Fakultät Informatik

Erfahrungen: Eva Nießner, studiert Informatik an der TUM im 6. Semester. Sie arbeitet gerade an ihrer Bachelor-Arbeit und plant danach das Masterstudium Software Engineering

Als ich mich dafür entschied, an der TUM Informatik zu studieren, war ich mir noch nicht ganz sicher was mich erwartet. Ich hatte mich in der Kollegstufe über verschiedene Studienmöglichkeiten informiert und schließlich für die Informatik entschieden. Die Semestereinführungstage in der Uni, das  Anfängercafe und der Mathevorkurs gewährten mir schon mal einen guten Einblick in das, was auf mich zukommen würde. Nach einem – zugegebenermaßen herausfordernden – ersten Semester inklusive Programmier-Crash-Kurs und weiteren fünf Semestern Studium fühle ich mich immer noch in meiner Entscheidung, Informatik an der TU München zu studieren, bestätigt. Die  Region ist einer der besten IT-Standorte und die Fakultät für Informatik an der TU hat einen beinahe unübertroffenen Ruf in Deutschland.

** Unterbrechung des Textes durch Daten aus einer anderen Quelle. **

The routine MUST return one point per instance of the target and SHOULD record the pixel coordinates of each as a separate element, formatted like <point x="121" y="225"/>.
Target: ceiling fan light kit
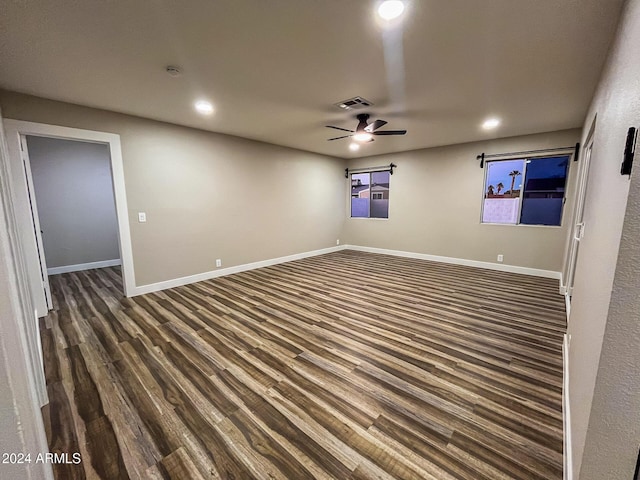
<point x="365" y="132"/>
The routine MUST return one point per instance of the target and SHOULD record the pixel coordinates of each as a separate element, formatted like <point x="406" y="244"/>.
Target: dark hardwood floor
<point x="344" y="366"/>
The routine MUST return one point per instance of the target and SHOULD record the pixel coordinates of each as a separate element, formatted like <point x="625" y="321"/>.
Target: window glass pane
<point x="359" y="194"/>
<point x="544" y="191"/>
<point x="380" y="195"/>
<point x="502" y="191"/>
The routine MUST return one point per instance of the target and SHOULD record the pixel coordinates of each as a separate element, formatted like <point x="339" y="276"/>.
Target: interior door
<point x="45" y="298"/>
<point x="579" y="226"/>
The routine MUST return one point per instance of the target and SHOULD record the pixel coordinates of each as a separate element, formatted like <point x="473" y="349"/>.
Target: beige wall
<point x="74" y="197"/>
<point x="435" y="201"/>
<point x="207" y="195"/>
<point x="604" y="327"/>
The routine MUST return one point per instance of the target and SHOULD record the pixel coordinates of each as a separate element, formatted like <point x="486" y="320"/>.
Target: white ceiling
<point x="274" y="68"/>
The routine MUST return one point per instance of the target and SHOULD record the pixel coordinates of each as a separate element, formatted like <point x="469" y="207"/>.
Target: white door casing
<point x="28" y="227"/>
<point x="33" y="207"/>
<point x="578" y="227"/>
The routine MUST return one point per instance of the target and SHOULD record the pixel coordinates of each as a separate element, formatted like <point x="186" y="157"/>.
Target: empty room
<point x="377" y="239"/>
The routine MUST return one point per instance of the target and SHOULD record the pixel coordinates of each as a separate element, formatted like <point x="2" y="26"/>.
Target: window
<point x="370" y="195"/>
<point x="527" y="191"/>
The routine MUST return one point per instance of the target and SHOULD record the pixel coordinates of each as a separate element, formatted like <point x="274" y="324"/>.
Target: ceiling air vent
<point x="354" y="103"/>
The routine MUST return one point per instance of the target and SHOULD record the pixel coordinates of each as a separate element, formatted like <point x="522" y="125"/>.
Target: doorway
<point x="578" y="226"/>
<point x="25" y="201"/>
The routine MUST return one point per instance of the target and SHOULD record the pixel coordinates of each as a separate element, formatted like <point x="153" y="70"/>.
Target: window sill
<point x="520" y="225"/>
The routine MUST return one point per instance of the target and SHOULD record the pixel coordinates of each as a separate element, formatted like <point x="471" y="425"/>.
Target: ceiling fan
<point x="365" y="132"/>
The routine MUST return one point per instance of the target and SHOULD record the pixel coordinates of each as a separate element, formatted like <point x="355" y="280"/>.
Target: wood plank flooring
<point x="343" y="366"/>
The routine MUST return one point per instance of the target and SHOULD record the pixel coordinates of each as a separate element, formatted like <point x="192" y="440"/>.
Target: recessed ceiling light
<point x="362" y="137"/>
<point x="390" y="9"/>
<point x="491" y="123"/>
<point x="204" y="107"/>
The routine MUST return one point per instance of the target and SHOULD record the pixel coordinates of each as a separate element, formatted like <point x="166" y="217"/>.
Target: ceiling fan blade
<point x="375" y="125"/>
<point x="339" y="128"/>
<point x="390" y="132"/>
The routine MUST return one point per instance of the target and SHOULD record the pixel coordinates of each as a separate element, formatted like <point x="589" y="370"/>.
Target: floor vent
<point x="354" y="103"/>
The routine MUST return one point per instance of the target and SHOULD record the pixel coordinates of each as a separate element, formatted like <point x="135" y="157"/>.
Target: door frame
<point x="576" y="231"/>
<point x="35" y="219"/>
<point x="15" y="130"/>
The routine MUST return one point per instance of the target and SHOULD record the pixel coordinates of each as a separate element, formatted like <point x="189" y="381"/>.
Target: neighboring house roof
<point x="545" y="184"/>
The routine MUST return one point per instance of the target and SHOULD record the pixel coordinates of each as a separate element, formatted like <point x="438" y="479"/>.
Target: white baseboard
<point x="462" y="261"/>
<point x="566" y="411"/>
<point x="83" y="266"/>
<point x="177" y="282"/>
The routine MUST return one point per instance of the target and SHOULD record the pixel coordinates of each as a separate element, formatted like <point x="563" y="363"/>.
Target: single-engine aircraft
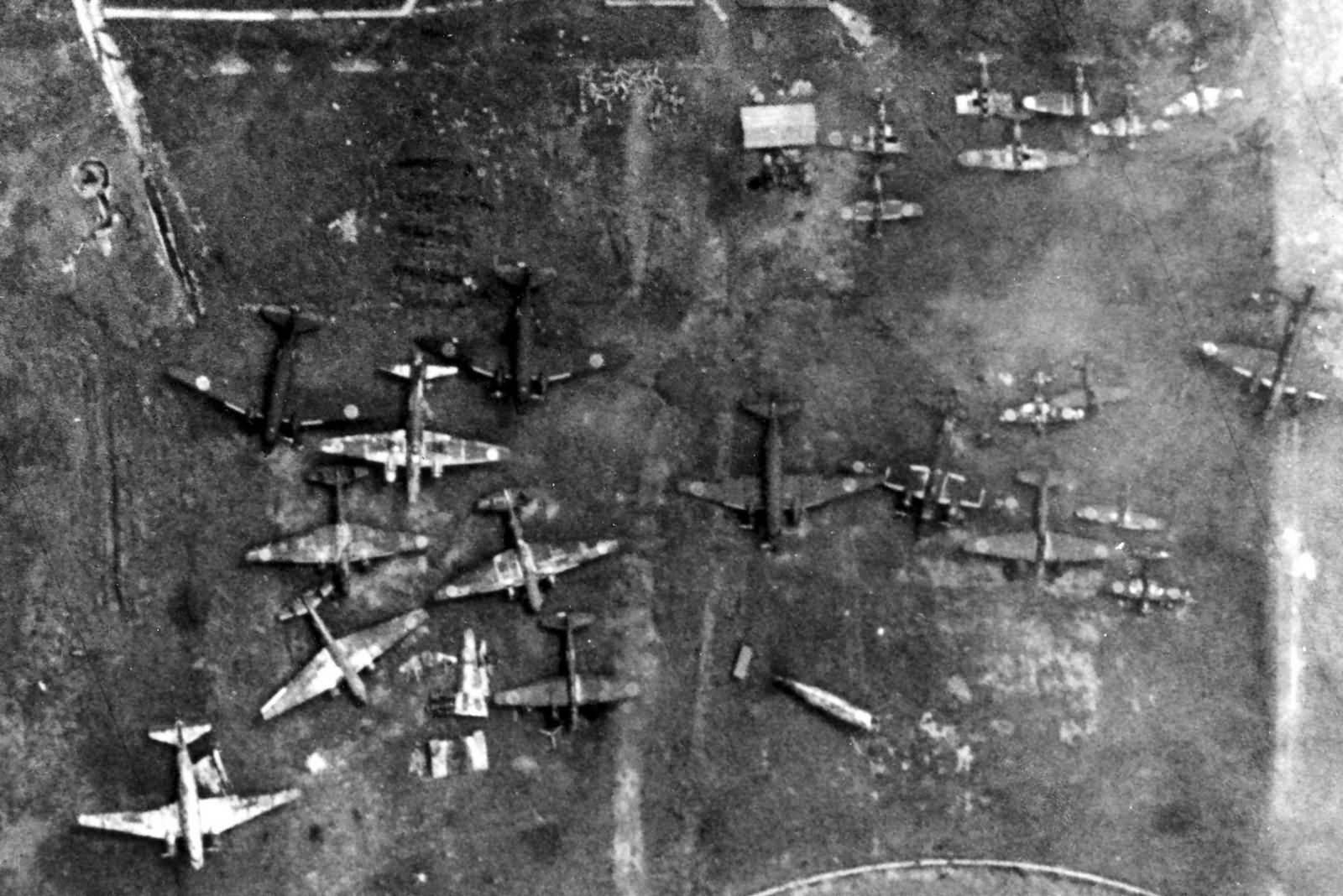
<point x="340" y="659"/>
<point x="1074" y="103"/>
<point x="274" y="419"/>
<point x="192" y="817"/>
<point x="880" y="141"/>
<point x="525" y="565"/>
<point x="1017" y="157"/>
<point x="1041" y="548"/>
<point x="985" y="101"/>
<point x="772" y="499"/>
<point x="879" y="210"/>
<point x="1068" y="407"/>
<point x="413" y="447"/>
<point x="1201" y="100"/>
<point x="1130" y="127"/>
<point x="520" y="378"/>
<point x="1269" y="369"/>
<point x="572" y="690"/>
<point x="340" y="544"/>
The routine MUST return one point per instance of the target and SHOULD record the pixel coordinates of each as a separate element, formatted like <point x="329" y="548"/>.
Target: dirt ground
<point x="1017" y="721"/>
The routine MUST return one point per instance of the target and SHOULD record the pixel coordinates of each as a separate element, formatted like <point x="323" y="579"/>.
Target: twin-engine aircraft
<point x="774" y="501"/>
<point x="414" y="448"/>
<point x="1041" y="546"/>
<point x="519" y="378"/>
<point x="1074" y="405"/>
<point x="572" y="690"/>
<point x="525" y="565"/>
<point x="342" y="544"/>
<point x="274" y="418"/>
<point x="340" y="659"/>
<point x="192" y="817"/>
<point x="1269" y="369"/>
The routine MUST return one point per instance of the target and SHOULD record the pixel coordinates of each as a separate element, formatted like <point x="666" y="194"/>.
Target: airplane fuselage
<point x="280" y="381"/>
<point x="771" y="482"/>
<point x="188" y="806"/>
<point x="339" y="655"/>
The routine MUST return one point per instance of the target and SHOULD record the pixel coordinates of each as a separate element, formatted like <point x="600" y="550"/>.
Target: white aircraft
<point x="413" y="447"/>
<point x="192" y="817"/>
<point x="1201" y="100"/>
<point x="1074" y="103"/>
<point x="1017" y="157"/>
<point x="880" y="210"/>
<point x="1130" y="127"/>
<point x="525" y="565"/>
<point x="340" y="659"/>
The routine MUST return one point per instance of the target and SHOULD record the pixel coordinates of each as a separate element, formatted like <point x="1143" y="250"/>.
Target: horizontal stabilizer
<point x="771" y="409"/>
<point x="190" y="734"/>
<point x="290" y="320"/>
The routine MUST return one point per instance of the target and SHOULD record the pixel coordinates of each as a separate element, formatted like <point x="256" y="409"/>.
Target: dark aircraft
<point x="1269" y="369"/>
<point x="572" y="690"/>
<point x="274" y="419"/>
<point x="1068" y="407"/>
<point x="519" y="378"/>
<point x="1041" y="546"/>
<point x="772" y="499"/>
<point x="342" y="544"/>
<point x="524" y="565"/>
<point x="413" y="447"/>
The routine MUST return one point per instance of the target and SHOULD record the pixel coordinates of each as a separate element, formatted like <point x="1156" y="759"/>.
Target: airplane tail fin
<point x="567" y="622"/>
<point x="190" y="732"/>
<point x="293" y="320"/>
<point x="771" y="409"/>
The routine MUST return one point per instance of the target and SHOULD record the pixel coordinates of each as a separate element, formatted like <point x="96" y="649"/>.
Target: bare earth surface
<point x="1017" y="719"/>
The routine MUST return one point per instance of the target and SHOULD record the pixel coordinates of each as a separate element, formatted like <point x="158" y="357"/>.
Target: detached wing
<point x="810" y="491"/>
<point x="221" y="813"/>
<point x="336" y="542"/>
<point x="1011" y="546"/>
<point x="158" y="824"/>
<point x="219" y="392"/>
<point x="739" y="494"/>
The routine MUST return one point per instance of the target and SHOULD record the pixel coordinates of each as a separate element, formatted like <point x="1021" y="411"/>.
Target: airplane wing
<point x="739" y="494"/>
<point x="1072" y="549"/>
<point x="364" y="647"/>
<point x="336" y="542"/>
<point x="221" y="813"/>
<point x="810" y="491"/>
<point x="1078" y="398"/>
<point x="1204" y="100"/>
<point x="1011" y="546"/>
<point x="555" y="692"/>
<point x="217" y="391"/>
<point x="978" y="102"/>
<point x="320" y="676"/>
<point x="1257" y="367"/>
<point x="156" y="824"/>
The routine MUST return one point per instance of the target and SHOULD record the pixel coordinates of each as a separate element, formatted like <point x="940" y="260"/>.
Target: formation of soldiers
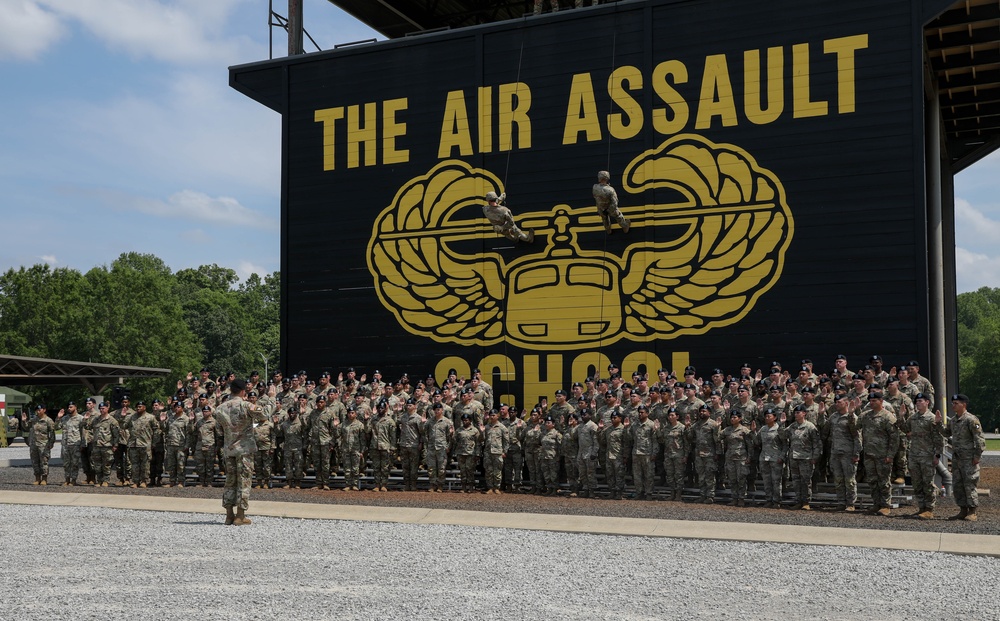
<point x="791" y="431"/>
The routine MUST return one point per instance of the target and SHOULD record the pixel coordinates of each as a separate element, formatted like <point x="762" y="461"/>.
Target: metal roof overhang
<point x="23" y="371"/>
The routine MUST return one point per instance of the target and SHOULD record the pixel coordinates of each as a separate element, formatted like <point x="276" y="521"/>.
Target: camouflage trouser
<point x="588" y="473"/>
<point x="204" y="464"/>
<point x="572" y="474"/>
<point x="71" y="462"/>
<point x="845" y="481"/>
<point x="966" y="478"/>
<point x="381" y="462"/>
<point x="239" y="478"/>
<point x="321" y="461"/>
<point x="437" y="461"/>
<point x="293" y="466"/>
<point x="175" y="459"/>
<point x="102" y="458"/>
<point x="411" y="463"/>
<point x="550" y="474"/>
<point x="771" y="472"/>
<point x="140" y="455"/>
<point x="616" y="474"/>
<point x="736" y="475"/>
<point x="534" y="461"/>
<point x="493" y="467"/>
<point x="705" y="468"/>
<point x="123" y="465"/>
<point x="262" y="467"/>
<point x="352" y="469"/>
<point x="878" y="473"/>
<point x="802" y="470"/>
<point x="922" y="472"/>
<point x="467" y="469"/>
<point x="513" y="467"/>
<point x="40" y="460"/>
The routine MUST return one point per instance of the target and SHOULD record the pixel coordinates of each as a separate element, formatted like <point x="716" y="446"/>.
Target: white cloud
<point x="975" y="270"/>
<point x="178" y="31"/>
<point x="26" y="29"/>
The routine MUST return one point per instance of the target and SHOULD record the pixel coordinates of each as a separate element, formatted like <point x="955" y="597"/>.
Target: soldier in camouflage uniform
<point x="643" y="440"/>
<point x="178" y="433"/>
<point x="737" y="444"/>
<point x="805" y="446"/>
<point x="926" y="438"/>
<point x="606" y="200"/>
<point x="769" y="441"/>
<point x="843" y="435"/>
<point x="41" y="430"/>
<point x="438" y="433"/>
<point x="141" y="427"/>
<point x="881" y="440"/>
<point x="968" y="444"/>
<point x="410" y="424"/>
<point x="549" y="450"/>
<point x="237" y="417"/>
<point x="704" y="436"/>
<point x="383" y="442"/>
<point x="466" y="449"/>
<point x="673" y="434"/>
<point x="71" y="423"/>
<point x="104" y="431"/>
<point x="352" y="444"/>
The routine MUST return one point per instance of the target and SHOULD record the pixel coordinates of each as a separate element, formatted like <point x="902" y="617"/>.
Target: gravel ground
<point x="988" y="524"/>
<point x="92" y="563"/>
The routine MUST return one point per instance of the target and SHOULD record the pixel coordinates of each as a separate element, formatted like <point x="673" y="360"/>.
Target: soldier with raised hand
<point x="71" y="422"/>
<point x="881" y="440"/>
<point x="606" y="200"/>
<point x="104" y="430"/>
<point x="843" y="435"/>
<point x="926" y="437"/>
<point x="769" y="441"/>
<point x="805" y="446"/>
<point x="438" y="433"/>
<point x="141" y="427"/>
<point x="237" y="417"/>
<point x="383" y="442"/>
<point x="968" y="444"/>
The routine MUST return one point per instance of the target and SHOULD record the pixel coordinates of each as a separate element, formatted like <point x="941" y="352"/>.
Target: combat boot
<point x="962" y="513"/>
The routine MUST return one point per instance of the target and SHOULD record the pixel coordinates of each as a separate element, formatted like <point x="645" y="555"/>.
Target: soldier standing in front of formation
<point x="41" y="438"/>
<point x="926" y="438"/>
<point x="607" y="203"/>
<point x="967" y="443"/>
<point x="237" y="417"/>
<point x="503" y="220"/>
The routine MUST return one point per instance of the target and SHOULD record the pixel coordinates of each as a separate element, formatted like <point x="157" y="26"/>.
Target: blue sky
<point x="120" y="133"/>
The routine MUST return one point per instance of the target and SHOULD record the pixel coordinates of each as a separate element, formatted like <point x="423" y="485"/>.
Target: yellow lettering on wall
<point x="515" y="100"/>
<point x="716" y="94"/>
<point x="328" y="118"/>
<point x="455" y="127"/>
<point x="534" y="386"/>
<point x="620" y="82"/>
<point x="581" y="112"/>
<point x="669" y="95"/>
<point x="753" y="101"/>
<point x="392" y="129"/>
<point x="802" y="106"/>
<point x="844" y="48"/>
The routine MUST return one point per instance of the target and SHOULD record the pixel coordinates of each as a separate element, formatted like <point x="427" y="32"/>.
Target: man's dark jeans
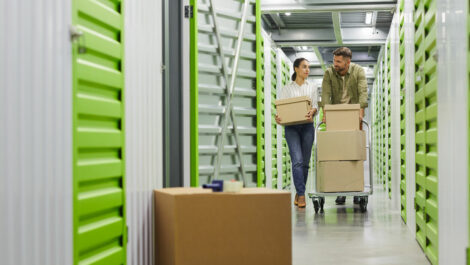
<point x="300" y="140"/>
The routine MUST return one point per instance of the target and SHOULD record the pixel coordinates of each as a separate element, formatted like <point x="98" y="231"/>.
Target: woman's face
<point x="303" y="70"/>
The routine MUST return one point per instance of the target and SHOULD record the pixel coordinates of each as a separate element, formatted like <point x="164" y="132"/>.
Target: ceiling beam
<point x="337" y="27"/>
<point x="374" y="19"/>
<point x="319" y="57"/>
<point x="318" y="8"/>
<point x="278" y="20"/>
<point x="326" y="37"/>
<point x="329" y="43"/>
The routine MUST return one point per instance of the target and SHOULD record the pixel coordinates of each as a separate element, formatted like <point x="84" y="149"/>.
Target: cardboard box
<point x="339" y="176"/>
<point x="194" y="226"/>
<point x="342" y="117"/>
<point x="293" y="110"/>
<point x="341" y="145"/>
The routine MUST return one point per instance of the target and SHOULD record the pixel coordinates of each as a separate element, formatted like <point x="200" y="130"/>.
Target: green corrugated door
<point x="402" y="113"/>
<point x="98" y="133"/>
<point x="384" y="124"/>
<point x="389" y="121"/>
<point x="273" y="119"/>
<point x="426" y="128"/>
<point x="260" y="124"/>
<point x="209" y="93"/>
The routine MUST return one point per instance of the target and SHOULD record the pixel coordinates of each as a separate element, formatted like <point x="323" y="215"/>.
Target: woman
<point x="300" y="137"/>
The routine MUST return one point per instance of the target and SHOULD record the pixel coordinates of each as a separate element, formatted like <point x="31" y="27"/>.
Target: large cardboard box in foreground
<point x="342" y="117"/>
<point x="293" y="110"/>
<point x="339" y="176"/>
<point x="341" y="145"/>
<point x="194" y="226"/>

Dies war mir von Anfang an klar; was im alltäglichen Studium an der TU wirklich klar wird, ist die professionelle und gleichzeitig sehr sympathische und entspannte Lehratmosphäre in der Fakultät. Mitarbeiter und Tutoren sind offen und freundlich, das Lehrangebot weitreichend und flexibel, die Forschung auf höchstem Niveau. Auch die ProfessorInnen sind nicht unnahbar, sondern meist einfach und unkompliziert zu erreichen. Auch wenn (oder gerade weil) der Campus in Garching etwas weiter weg von der Münchner Innenstadt ist, fühlt man sich in der Mathe-Info-Magistrale mit der Parabelrutsche und den beiden Wanderpalmen (mal sind sie da, mal nicht) nach einer Weile wie in einem zweiten Zuhause; die Magistrale und besonders auch der Kaffeeautomat ist Anlaufpunkt Nummer 1, um Leute zu treffen und Neuigkeiten auszutauschen. Neben vielen Studi-Partys das ganze Jahr über sind die  studentischen Festivals (Tunix, Garnix, StuStaCulum) ein Highlight im Sommer.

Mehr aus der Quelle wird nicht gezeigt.